Das vermeintliche Fehlen von konkreten Hinweisen in den Release Notes zu den ersten kumulativen Updates hatte dazu geführt, dass das Online-Magazin The Register bei Microsoft ganz offiziell nachgefragt hatte: Man wollte wissen, was es denn mit der allgemein gefassten Angabe in den drei Aktualisierungen auf sich hatte ("This update includes improvements to enhance the functionality of Windows 10" - also "Dieses Update enthält Verbesserungen, um die Funktionsweise von Windows 10 zu steigern"). Die Antwort überraschte, denn es wurde im Endeffekt mitgeteilt, man werde in Zukunft weniger über die Inhalte von verfügbaren Aktualisierungen sprechen und den Fokus auf Details zu wirklichen Neuerungen anstelle von kleinen Änderungen kommunizieren. Anschließend entbrannte die Diskussion um das Thema.
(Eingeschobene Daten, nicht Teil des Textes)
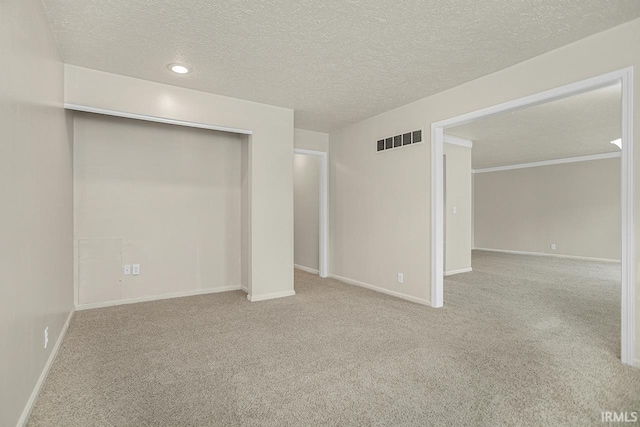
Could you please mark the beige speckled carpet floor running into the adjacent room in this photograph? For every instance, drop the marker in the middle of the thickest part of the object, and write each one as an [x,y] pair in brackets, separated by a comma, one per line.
[522,340]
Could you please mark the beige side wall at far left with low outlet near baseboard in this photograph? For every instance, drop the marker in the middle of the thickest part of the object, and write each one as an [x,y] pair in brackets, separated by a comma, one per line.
[36,258]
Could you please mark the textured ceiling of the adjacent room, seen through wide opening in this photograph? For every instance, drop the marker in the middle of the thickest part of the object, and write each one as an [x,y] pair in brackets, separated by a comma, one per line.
[576,126]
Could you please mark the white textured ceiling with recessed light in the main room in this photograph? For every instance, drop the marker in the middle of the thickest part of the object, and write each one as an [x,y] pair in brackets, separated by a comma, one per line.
[335,62]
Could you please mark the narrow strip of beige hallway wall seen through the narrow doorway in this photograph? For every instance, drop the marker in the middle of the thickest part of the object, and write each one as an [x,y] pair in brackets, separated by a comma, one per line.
[306,204]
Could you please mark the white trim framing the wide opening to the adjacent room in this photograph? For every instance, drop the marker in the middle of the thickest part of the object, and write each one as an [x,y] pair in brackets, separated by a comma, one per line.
[623,77]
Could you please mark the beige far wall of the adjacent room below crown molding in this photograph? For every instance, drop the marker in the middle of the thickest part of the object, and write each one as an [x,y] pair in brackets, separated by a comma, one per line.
[575,206]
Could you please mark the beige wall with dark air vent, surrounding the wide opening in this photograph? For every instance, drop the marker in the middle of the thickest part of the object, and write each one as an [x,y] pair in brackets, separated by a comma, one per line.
[380,204]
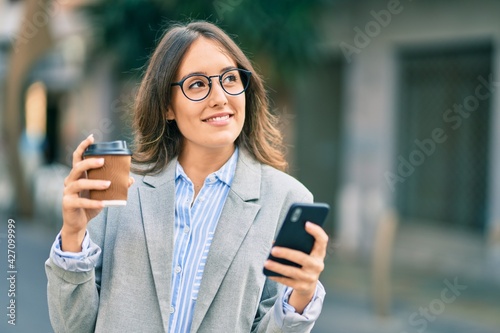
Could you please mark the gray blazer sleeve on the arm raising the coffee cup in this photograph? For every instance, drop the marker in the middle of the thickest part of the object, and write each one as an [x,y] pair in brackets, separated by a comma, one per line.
[73,297]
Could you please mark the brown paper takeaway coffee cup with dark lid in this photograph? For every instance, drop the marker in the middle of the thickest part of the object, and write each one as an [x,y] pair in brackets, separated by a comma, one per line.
[116,168]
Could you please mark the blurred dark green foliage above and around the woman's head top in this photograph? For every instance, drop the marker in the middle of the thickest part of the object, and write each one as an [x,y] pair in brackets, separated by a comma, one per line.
[283,32]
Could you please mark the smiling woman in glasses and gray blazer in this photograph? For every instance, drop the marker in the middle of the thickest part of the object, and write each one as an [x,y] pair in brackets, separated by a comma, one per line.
[205,203]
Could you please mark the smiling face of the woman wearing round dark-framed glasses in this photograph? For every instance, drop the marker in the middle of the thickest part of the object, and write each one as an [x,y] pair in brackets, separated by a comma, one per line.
[216,121]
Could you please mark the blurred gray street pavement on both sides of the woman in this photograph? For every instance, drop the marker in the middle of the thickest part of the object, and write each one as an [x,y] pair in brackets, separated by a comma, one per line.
[347,308]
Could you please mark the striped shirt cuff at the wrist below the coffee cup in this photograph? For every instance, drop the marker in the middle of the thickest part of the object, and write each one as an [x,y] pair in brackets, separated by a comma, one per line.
[83,261]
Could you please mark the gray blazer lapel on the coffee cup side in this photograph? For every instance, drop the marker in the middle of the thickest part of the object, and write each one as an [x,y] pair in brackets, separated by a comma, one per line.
[157,203]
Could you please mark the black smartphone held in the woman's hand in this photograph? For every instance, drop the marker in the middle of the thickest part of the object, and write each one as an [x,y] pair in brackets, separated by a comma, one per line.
[293,234]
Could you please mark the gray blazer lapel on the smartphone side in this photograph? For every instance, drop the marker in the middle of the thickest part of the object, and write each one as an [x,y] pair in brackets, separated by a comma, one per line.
[237,216]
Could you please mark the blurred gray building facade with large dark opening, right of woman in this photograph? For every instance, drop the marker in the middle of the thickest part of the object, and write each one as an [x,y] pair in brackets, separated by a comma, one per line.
[417,85]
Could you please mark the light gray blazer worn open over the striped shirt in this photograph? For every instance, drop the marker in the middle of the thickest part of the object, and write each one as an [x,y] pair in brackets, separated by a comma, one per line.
[129,290]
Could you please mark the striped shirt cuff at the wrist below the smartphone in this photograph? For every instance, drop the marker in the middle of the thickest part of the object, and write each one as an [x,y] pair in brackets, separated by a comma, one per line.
[288,318]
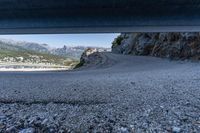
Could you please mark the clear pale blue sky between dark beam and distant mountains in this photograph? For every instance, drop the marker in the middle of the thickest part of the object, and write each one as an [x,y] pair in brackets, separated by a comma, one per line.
[58,40]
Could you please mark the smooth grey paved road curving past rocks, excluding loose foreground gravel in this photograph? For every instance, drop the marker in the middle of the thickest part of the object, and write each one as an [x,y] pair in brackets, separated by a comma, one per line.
[122,78]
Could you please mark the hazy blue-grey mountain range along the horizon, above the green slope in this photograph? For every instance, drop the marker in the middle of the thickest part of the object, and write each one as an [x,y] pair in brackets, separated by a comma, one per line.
[65,51]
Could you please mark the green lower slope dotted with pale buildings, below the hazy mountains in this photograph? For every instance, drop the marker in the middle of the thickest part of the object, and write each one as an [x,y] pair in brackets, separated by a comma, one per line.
[16,56]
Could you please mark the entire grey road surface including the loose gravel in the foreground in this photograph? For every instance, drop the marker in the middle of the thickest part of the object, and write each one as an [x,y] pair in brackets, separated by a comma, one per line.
[120,94]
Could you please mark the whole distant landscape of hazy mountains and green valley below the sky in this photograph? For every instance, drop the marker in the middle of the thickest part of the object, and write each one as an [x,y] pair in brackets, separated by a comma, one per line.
[21,54]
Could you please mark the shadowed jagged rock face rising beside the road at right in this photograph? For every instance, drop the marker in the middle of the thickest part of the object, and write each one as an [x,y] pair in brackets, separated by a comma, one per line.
[170,45]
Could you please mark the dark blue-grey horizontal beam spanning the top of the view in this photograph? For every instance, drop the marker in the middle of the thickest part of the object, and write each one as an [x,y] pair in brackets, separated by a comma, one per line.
[95,16]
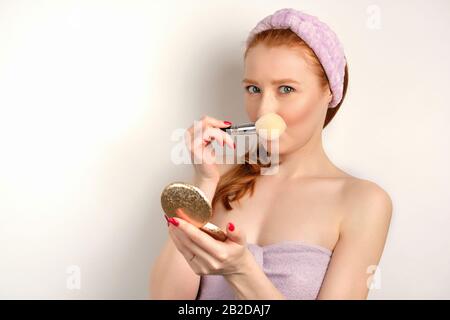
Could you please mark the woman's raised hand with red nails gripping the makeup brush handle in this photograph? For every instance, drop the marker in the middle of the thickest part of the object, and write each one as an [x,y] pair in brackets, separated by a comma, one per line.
[200,146]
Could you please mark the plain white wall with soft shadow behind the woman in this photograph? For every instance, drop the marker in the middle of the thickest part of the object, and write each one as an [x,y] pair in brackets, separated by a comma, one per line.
[90,92]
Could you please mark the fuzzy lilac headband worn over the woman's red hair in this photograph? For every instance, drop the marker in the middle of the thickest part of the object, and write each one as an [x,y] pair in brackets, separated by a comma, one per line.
[320,38]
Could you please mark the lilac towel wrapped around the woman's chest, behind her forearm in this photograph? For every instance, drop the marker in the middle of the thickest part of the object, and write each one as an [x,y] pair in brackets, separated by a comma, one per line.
[297,269]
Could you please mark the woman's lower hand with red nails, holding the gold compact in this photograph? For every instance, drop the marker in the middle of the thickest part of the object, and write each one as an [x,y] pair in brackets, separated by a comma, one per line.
[207,255]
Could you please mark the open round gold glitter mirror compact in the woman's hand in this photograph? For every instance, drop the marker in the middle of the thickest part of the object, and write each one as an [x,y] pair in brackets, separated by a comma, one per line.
[188,202]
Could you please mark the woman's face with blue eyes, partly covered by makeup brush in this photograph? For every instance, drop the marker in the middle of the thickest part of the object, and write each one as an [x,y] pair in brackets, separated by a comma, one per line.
[283,81]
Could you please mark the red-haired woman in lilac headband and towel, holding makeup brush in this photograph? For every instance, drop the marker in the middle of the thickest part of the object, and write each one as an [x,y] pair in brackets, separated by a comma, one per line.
[310,231]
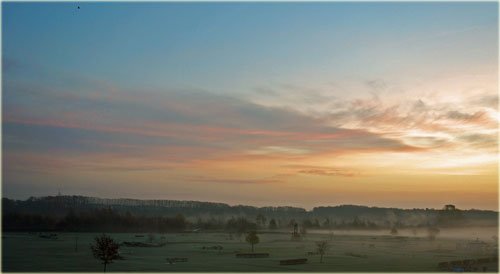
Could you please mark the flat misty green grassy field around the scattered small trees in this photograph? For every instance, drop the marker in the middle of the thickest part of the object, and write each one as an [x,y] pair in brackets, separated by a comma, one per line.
[348,252]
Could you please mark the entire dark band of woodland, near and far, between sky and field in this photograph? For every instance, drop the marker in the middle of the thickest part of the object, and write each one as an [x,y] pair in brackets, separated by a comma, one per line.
[74,213]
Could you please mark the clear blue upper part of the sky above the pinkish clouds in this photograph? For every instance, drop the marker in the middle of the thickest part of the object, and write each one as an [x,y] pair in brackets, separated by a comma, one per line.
[234,47]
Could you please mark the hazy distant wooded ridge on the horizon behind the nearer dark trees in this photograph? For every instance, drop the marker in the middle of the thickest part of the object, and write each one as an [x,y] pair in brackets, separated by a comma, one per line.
[214,216]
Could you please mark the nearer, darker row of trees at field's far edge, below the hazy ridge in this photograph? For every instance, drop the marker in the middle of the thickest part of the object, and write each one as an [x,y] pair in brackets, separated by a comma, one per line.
[107,219]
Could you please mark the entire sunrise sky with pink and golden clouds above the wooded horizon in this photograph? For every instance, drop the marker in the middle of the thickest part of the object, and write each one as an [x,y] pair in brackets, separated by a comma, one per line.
[301,104]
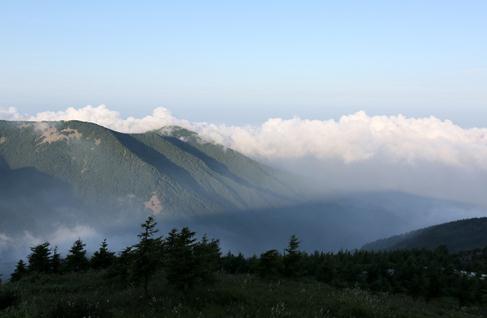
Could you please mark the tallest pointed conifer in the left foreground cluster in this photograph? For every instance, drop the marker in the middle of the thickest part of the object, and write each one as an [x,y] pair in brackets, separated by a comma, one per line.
[146,253]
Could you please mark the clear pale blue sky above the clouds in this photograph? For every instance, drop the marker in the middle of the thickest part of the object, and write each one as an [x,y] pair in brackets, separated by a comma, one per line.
[243,62]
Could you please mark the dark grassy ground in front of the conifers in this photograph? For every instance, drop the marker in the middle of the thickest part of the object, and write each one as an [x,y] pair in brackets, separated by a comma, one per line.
[92,295]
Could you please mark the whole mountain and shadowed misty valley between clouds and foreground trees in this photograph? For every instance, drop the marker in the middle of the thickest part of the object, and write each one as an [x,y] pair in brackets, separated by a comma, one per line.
[69,179]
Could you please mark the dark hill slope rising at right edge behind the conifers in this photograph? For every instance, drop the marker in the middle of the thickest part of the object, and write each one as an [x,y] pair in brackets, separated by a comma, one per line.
[459,235]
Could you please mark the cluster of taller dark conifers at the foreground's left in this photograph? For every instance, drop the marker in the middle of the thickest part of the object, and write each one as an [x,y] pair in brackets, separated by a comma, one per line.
[185,260]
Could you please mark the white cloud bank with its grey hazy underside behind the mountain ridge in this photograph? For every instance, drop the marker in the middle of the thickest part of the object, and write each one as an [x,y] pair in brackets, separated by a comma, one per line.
[426,156]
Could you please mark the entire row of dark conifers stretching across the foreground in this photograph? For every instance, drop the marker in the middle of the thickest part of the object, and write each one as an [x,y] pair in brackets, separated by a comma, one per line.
[187,261]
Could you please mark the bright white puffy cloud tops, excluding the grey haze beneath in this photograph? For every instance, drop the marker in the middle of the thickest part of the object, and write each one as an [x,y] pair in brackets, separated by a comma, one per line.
[353,138]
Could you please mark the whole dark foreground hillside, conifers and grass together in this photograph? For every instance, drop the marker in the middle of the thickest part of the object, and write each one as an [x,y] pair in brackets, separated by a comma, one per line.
[183,275]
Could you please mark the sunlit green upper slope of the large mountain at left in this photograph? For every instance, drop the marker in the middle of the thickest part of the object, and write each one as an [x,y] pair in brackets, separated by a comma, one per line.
[170,171]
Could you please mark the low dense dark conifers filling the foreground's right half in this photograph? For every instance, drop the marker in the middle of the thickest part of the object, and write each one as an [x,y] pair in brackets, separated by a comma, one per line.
[425,274]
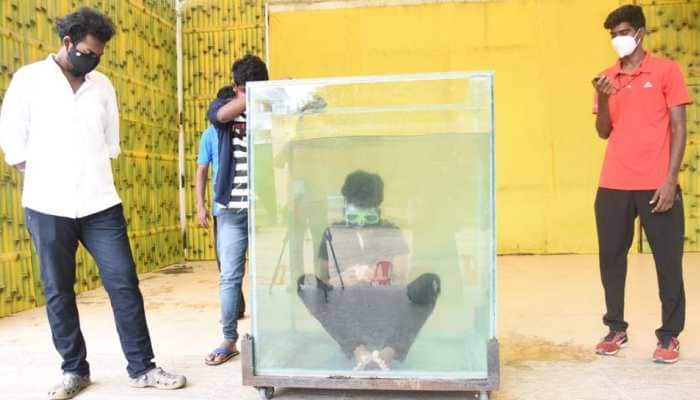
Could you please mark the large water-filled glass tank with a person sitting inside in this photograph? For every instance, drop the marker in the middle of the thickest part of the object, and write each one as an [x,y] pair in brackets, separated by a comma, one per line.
[372,226]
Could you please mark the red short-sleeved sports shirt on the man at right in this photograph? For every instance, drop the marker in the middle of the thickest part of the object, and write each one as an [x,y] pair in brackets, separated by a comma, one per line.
[639,147]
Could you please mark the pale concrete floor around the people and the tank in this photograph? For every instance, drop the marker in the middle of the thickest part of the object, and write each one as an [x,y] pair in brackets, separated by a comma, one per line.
[549,320]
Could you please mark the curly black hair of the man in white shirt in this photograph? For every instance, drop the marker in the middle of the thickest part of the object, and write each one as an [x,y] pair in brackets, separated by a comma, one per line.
[84,22]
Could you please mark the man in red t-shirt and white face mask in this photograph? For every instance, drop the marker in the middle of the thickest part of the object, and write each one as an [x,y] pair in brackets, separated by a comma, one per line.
[640,106]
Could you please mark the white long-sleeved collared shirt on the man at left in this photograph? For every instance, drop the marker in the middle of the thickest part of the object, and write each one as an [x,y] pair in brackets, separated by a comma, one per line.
[65,138]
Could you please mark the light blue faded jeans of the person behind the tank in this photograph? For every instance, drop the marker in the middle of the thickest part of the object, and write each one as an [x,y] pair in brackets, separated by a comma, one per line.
[232,244]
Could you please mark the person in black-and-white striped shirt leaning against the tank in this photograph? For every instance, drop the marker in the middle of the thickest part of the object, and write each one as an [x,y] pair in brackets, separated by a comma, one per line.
[231,194]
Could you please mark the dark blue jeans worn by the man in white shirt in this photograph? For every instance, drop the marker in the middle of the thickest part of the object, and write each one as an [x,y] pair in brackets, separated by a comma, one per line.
[104,236]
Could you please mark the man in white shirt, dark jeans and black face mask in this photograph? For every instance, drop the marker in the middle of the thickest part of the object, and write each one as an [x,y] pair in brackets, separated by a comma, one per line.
[59,124]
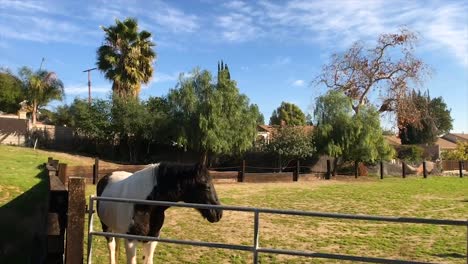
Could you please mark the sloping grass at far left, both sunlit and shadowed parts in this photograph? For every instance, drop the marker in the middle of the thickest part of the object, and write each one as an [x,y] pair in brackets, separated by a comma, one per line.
[23,189]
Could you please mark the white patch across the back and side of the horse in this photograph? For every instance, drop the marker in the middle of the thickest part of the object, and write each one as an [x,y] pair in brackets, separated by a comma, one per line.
[119,216]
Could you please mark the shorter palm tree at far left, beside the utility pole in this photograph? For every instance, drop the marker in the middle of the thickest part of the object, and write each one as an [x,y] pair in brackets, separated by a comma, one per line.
[40,88]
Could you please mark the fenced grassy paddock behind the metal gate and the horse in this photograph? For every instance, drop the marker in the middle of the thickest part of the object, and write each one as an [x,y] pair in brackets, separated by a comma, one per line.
[436,197]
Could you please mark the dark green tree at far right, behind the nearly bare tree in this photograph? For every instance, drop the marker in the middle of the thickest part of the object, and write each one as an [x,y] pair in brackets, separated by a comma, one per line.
[434,120]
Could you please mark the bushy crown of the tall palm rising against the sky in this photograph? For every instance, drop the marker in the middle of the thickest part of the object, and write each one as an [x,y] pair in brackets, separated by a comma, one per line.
[126,57]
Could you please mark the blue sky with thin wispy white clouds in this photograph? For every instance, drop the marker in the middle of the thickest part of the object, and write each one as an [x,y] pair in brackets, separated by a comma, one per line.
[274,49]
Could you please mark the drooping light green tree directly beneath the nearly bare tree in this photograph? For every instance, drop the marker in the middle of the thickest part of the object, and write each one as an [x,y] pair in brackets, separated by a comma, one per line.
[341,134]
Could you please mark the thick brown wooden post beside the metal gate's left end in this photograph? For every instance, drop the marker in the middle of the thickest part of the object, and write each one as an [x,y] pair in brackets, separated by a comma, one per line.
[75,224]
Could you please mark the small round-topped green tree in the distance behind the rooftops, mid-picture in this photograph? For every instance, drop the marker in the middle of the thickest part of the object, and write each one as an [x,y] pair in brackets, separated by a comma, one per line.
[290,113]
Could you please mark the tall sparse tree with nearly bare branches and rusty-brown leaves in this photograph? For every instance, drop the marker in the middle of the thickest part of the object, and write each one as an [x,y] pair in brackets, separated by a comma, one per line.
[389,69]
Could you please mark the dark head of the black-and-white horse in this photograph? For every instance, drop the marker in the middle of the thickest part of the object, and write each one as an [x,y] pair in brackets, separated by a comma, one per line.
[203,192]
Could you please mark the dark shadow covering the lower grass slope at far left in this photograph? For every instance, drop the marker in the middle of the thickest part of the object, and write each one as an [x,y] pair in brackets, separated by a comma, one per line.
[23,225]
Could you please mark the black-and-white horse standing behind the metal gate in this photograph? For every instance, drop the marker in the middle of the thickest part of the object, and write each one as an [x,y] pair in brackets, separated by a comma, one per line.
[163,182]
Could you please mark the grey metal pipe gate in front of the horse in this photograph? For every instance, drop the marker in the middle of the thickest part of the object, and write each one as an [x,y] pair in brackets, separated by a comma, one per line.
[255,248]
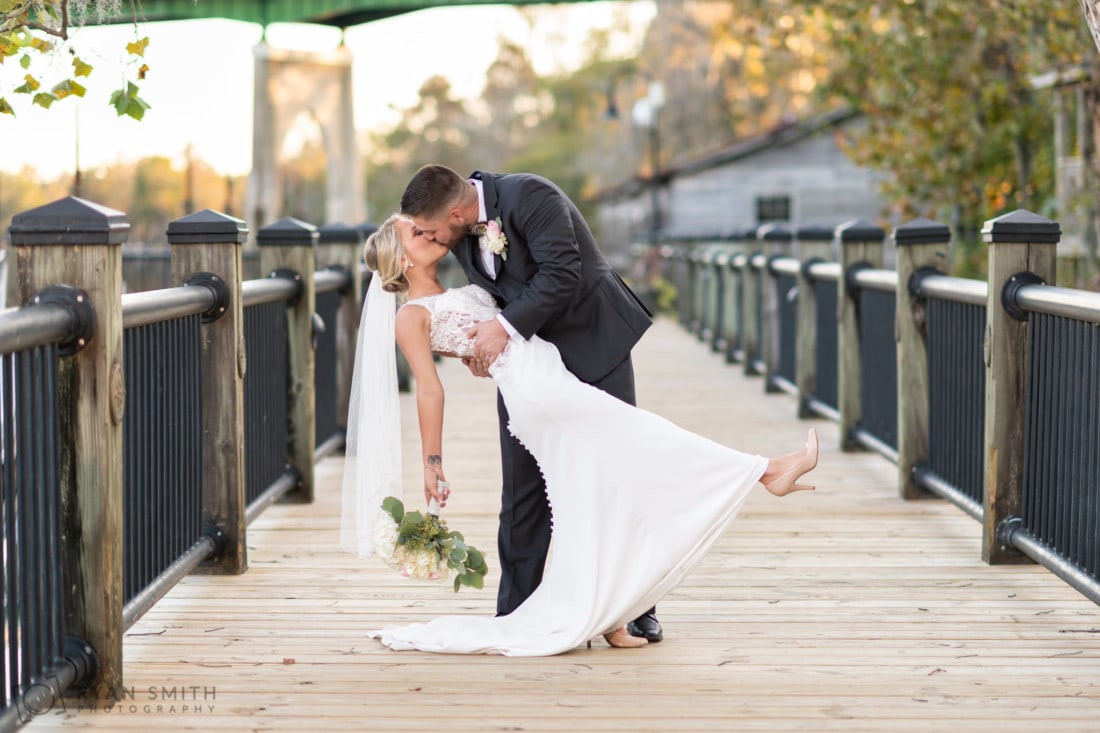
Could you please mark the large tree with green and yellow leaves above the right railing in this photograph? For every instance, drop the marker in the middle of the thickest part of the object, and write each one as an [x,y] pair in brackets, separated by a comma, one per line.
[945,86]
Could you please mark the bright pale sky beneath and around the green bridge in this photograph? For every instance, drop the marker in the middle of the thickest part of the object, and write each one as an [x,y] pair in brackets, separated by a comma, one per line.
[200,84]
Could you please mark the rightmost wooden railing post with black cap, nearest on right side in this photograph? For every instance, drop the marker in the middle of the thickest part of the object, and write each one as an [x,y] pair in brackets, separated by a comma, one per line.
[1022,248]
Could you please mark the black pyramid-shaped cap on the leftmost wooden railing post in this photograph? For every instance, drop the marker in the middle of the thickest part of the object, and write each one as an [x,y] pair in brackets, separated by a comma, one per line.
[69,221]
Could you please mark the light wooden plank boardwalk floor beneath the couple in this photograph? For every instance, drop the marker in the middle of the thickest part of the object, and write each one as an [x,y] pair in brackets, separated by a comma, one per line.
[841,610]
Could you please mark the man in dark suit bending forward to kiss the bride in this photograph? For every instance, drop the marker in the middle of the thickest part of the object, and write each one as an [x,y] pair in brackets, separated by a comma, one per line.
[521,238]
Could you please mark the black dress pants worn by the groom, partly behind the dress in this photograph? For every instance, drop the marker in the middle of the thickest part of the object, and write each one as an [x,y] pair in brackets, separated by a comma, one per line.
[524,539]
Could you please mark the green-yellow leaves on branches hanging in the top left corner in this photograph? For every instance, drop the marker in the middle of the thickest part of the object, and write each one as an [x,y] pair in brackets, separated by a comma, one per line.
[42,28]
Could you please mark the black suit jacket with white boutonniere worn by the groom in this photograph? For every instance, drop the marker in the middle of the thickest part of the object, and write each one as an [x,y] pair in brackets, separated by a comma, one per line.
[555,282]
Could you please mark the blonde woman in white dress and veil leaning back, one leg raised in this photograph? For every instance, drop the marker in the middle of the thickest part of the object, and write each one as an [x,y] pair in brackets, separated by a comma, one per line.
[636,500]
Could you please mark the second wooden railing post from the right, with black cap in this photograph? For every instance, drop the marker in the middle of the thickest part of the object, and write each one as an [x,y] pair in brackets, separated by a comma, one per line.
[920,246]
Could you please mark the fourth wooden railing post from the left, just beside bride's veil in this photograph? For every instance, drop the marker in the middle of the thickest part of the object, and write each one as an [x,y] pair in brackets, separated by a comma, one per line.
[343,247]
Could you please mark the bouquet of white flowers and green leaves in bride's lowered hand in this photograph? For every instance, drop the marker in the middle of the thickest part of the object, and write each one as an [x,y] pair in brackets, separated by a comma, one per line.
[421,546]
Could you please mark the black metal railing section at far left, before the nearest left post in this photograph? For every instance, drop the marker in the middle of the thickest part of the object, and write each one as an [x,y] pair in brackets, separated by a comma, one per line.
[39,662]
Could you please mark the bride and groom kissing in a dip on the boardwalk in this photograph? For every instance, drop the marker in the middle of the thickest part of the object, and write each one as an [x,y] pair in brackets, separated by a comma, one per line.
[632,500]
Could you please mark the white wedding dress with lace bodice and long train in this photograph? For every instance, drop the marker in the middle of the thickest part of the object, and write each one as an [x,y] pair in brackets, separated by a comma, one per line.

Siehe auch: Microsoft hat nicht vor, über die Inhalte von Updates zu informieren

Nun will Microsoft das so nicht stehen lassen und konkretisiert die damaligen Aussagen - zumindest zum Teil. Zum einen heißt es in dem Bericht von Zdnet, Microsoft werde zunächst einmal für die Business-Nutzer die Informationen zu den Updates vorhalten. So wird Jim Alkove, Microsoft Corporate Vice President, dahingehend zitiert, dass er die Verfügbarkeit von umfangreichen Changelists in Aussicht gestellt hat. Wann und auf welchem Wege die Informationen dann verteilt werden, ließ Alkove aber offen.

Fazit

Zum anderen wurden bereits bei den jüngsten Updates auch für Nutzer der Home-Edition zweckmäßige Patch-Notes bereitgehalten. Zumindest hat Microsoft schnell reagiert auf das erstaunte Feedback der Nutzerbasis, dass es in Zukunft keine detaillierten Informationen geben könnte und zeigt damit, dass man auf seine Nutzer besser hören möchte.